So is this insanity that’s all going to go belly up or is this a new world order for top wines and are these prices really here to stay? 
I have to say, I’m plumping for the second option – we have been here before. The 1996s were double the price of the 1995s and people gasped but bought immediately.  The 2000s were double the cost of the 1996s and it seemed at the time that lynch (not Bages) mobs were being formed and we were going to head, en mass, to Bordeaux and raise the place to the ground.  But that didn’t happen and the demand was simply enormous. Then the 2005 (a finer all-round vintage than 2009 in my humble opinion) First Growths came in at £4-6000 per case, uh oh, here we go again; WMDs primed and targeted on the Mèdoc, and although in took a few months to sell, we still didn’t push the button. Now those 2005 First Growths are £10,000 a case and heading North.

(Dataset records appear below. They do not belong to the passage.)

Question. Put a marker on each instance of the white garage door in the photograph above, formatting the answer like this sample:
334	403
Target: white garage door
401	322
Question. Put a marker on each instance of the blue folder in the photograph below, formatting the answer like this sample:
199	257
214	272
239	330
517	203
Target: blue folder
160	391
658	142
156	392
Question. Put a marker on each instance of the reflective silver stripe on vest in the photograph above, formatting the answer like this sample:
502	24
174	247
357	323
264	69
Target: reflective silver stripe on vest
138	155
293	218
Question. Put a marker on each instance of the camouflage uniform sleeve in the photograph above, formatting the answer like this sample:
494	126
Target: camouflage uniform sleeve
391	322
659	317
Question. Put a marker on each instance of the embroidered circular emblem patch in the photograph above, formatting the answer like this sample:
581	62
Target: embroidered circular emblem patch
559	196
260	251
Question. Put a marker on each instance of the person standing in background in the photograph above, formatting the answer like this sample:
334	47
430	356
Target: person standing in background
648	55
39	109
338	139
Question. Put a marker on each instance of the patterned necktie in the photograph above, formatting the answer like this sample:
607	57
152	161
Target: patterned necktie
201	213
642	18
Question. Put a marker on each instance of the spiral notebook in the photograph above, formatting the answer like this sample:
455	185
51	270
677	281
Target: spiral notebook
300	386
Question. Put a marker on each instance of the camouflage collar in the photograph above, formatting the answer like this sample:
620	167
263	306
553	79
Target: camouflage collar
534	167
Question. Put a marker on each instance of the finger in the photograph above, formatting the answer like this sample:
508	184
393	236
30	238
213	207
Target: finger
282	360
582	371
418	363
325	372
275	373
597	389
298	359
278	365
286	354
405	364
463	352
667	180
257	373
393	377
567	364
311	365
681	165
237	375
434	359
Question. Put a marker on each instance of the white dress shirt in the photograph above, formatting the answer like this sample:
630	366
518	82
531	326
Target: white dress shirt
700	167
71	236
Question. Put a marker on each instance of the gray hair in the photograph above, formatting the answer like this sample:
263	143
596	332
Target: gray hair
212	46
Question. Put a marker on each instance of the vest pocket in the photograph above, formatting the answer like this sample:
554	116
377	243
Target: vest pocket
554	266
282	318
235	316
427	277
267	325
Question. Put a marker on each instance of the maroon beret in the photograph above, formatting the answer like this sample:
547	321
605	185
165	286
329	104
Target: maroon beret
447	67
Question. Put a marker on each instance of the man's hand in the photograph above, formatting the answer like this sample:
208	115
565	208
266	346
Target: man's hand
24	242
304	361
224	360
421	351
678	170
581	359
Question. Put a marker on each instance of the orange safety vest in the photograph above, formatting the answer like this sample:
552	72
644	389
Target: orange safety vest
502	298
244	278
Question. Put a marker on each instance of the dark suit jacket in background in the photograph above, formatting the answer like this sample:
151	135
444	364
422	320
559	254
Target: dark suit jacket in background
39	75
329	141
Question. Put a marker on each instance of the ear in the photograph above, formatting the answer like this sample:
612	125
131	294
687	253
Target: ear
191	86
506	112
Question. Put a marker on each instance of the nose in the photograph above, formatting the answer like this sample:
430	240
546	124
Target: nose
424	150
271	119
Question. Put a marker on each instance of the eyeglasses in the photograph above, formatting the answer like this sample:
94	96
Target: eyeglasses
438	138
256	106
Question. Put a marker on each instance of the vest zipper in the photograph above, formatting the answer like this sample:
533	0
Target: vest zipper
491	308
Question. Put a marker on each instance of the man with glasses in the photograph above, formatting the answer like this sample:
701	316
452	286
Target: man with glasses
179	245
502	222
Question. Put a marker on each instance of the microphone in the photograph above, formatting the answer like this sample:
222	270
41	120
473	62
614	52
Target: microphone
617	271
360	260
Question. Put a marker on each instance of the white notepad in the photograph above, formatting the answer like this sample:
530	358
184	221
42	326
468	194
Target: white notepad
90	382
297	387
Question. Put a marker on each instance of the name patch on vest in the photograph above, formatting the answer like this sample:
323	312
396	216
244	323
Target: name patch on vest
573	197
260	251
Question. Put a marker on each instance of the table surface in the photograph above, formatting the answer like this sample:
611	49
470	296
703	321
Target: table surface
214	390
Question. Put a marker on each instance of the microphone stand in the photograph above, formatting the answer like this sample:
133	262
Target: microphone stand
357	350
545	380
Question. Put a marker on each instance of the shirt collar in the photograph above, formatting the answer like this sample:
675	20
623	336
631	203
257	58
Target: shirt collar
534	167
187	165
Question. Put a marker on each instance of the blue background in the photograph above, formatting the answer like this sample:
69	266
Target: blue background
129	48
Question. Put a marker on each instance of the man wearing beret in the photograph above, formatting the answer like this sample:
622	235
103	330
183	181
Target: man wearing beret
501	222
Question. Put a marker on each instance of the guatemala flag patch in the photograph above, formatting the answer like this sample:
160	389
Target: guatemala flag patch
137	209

So I see the prices of the 2009s as very high but sustainable and likely to rise in the short-term, as supply is minuscule and demand at fever pitch. There are several major reasons why I don’t see them subsiding: Firstly, the technology advantages are helping make far better wines than in the past; Secondly, the châteaux are holding far more stock back and dripping cases on the market rather than a deluge and, of course, why would they crash their own wines’ value? But probably the most significant factor is that in 2005 we did not have China as a massive player in the fine wine world, as we do now. What is slightly scary to me, as a wine-lover as well as a merchant, is that we have not even seen the tip of the iceberg of demand from this incredibly exciting market yet. If you think that the top 100 “brands” of Bordeaux only produce a tiddly one million cases and are actually making less year-on-year as they try and improve their already exceptionally high quality……..we ain’t seen nothing yet!!!